In this case, plaintiff argues that the two jobs—linen room attendant and order filler—conflict with the ALJ's RFC determination. Notably, plaintiff and Ms. Hackett were assessed the same RFC by their ALJs: Both were found to be capable of performing simple, routine tasks. Based on the Dictionary of Occupational Titles ("DOT"), each job in Hackett required level-three reasoning; here, linen room attendant (DOT 222.387-030) requires level-three reasoning and order filler (DOT 922.687-058) requires level-two reasoning. DOT, Vols. I at 201; II at 947. Because "order filler" requires only level-two reasoning, the VE and ALJ in this case correctly identified a job that plaintiff could perform given her RFC. And the ALJ was also aware that the VE's testimony must be consistent with the information in the DOT pursuant to SSR 00-4p. Moreover, the DOT provides the maximum requirements for a particular job. Thongleuth v. Astrue, No. 10-1101-JWL, 2011 WL 1303374, at *18 (D. Kan. Apr. 4, 2011) ("[A] claimant's reliance on the DOT as a definitive authority on job requirements is misplaced because DOT definitions are simply generic job descriptions that offer the approximate maximum requirements for each position, rather than their range" (internal quotations omitted)). Vocational experts are presumptively aware of the maximum requirements for each of the jobs about which they testified; plaintiff made no attempt at the hearing to attack the ALJ's hypothetical to the VE, the VE's subsequent answer to that hypothetical, or the VE's qualifications as an expert. See Morphew v. Colvin, No. 12-1467-JWL, 2014 WL 1373893, at *14 (D. Kan. Apr. 8, 2014); Beier v. Colvin, No. 12-1300-CM, 2013 WL 4059180, at *4 (D. Kan. Aug. 12, 2013).
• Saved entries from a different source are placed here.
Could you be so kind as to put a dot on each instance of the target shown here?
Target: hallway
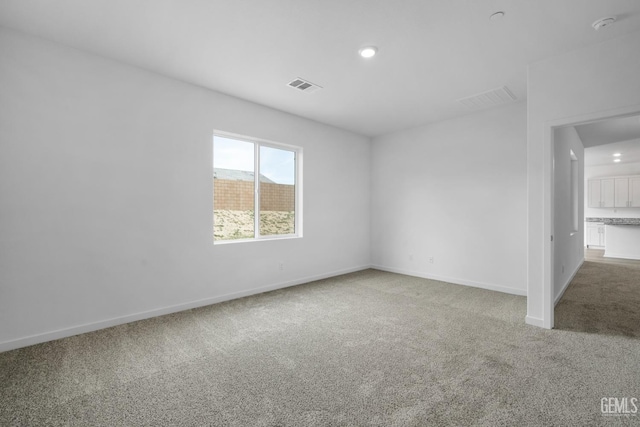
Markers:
(603, 298)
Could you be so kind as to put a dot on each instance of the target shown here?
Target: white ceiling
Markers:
(609, 131)
(431, 53)
(604, 138)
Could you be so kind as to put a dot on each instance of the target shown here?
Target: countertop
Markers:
(615, 221)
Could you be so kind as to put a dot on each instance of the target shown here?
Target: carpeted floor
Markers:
(368, 348)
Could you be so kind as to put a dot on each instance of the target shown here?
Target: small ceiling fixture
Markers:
(368, 52)
(603, 22)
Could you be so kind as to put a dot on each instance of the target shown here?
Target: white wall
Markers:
(608, 171)
(568, 242)
(106, 195)
(591, 83)
(455, 191)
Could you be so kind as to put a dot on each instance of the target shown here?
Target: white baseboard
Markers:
(102, 324)
(623, 256)
(456, 281)
(567, 283)
(534, 321)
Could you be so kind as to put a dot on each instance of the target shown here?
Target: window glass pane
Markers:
(277, 191)
(233, 189)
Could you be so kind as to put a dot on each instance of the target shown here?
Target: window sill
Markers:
(259, 239)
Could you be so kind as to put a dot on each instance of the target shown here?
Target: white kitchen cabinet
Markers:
(595, 234)
(601, 193)
(627, 192)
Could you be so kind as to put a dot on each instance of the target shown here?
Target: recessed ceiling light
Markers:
(368, 52)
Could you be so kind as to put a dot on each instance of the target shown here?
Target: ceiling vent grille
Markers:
(303, 85)
(488, 99)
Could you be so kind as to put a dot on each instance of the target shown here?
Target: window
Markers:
(256, 189)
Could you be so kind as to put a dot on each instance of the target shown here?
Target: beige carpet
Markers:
(368, 348)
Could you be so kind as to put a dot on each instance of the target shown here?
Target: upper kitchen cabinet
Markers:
(602, 193)
(627, 192)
Even if the court were to find an apparent conflict, that conflict (the ALJ's inclusion of a job with a reasoning level inconsistent with the ALJ's RFC assessment) is mitigated because the job of "order filler" has over five times the number of jobs available in Kansas (2,200) than does the job of "linen room attendant" (425). (Doc. 8-1 at 21.) The court is also confident that a VE could list more jobs with a level-two reasoning assessment that plaintiff could perform (that has significant numbers in Kansas) in addition to the one already identified by the VE and adopted by the ALJ. Thus, even assuming the ALJ erred, the court finds that plaintiff has not established she was prejudiced by that purported error. See St. Anthony, 309 F.3d at 691. III. Conclusion
Based on the above analysis, the court affirms the Commissioner's decision because it is supported by substantial evidence in the record.
IT IS THEREFORE ORDERED that the Commissioner's decision is affirmed.
Dated this 30th day of December, 2014, at Kansas City, Kansas.